As an “inveterate reader of plays,” Tom Littler first read Bloody Poetry, Howard Brenton’s 1984 play dealing with the younger generation of Romantic poets about a year ago. Being a great admirer of Byron and Shelley, particularly the latter, “I liked how Brenton had picked upon the less apparently glamorous writer. When you start to read about Shelley, you realise that you could write ten plays about his life. There are so many extraordinary episodes, including weird assassination attempts in communes he tried to set up in Wales, and writing pamphlets in Ancient Greek.”
Richard Holmes’s biography of Shelley, on which Brenton’s play is based, was an important starting point for the company, but the research quickly moved in all directions. The early nineteenth century has become uncannily tangible and Littler, perhaps revealingly, talks about the group in the present tense. “You can get so close to these people as they were always writing about themselves and how they wanted to be seen. It’s very revealing when they write about small things, and the way that they write without much punctuation. All the scenes in the play are based on diarised and letter-recorded events and two of them are based on poems. We’ve underpinned the production with tiny details, most of which are too small to be noticeable, but in terms of creating a world, it really helps.”
Brenton attended several rehearsals and was available for consultation during the pre-production period. “Everyone always tells you that Howard Brenton is one of the nicest writers in theatre and it’s absolutely true. He’s a real actors’ writer; he gets what makes actors tick and what they need, and what kind of notes are helpful.” Littler’s Byron, David Sturzaker, will be starting rehearsals for Henry VIII in Brenton’s Anne Boleyn next week and Littler remarks, “I’ll be monitoring his performance carefully to make sure he doesn’t get too beardy and there are no drumsticks on stage.” Brenton’s Henry VIII is quite different to the monster of legend, but both certainly are characters whose reputations precede them.

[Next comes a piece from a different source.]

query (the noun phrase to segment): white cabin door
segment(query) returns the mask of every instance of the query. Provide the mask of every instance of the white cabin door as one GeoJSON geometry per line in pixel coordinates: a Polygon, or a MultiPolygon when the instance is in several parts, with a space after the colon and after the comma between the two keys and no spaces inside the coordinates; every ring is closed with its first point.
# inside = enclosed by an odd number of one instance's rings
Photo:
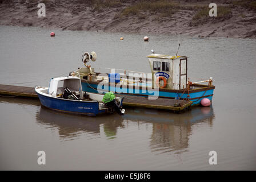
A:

Like Brenton, Littler has also fallen in love with the “amazing, brave and pioneering” members of the Shelley-Byron circle and the way in which they complement each other. “They all have different viewpoints: Claire Clairemont is so brave and lives her life in the way she wants to, or at least the way she thinks it ought be lived. Shelley is trying to write and act as if he were free. Mary is always aware of the problem of living in the world and so is Bryon, in a different kind of way. They’re like a string quartet and if you take one away they don’t work.” This co-dependency has rubbed off on the exceptionally close-knit cast, as “We had a few days of rehearsal when one of the actors was away and it completely fell apart, even the scenes that that actor wasn’t in because there was a missing energy.”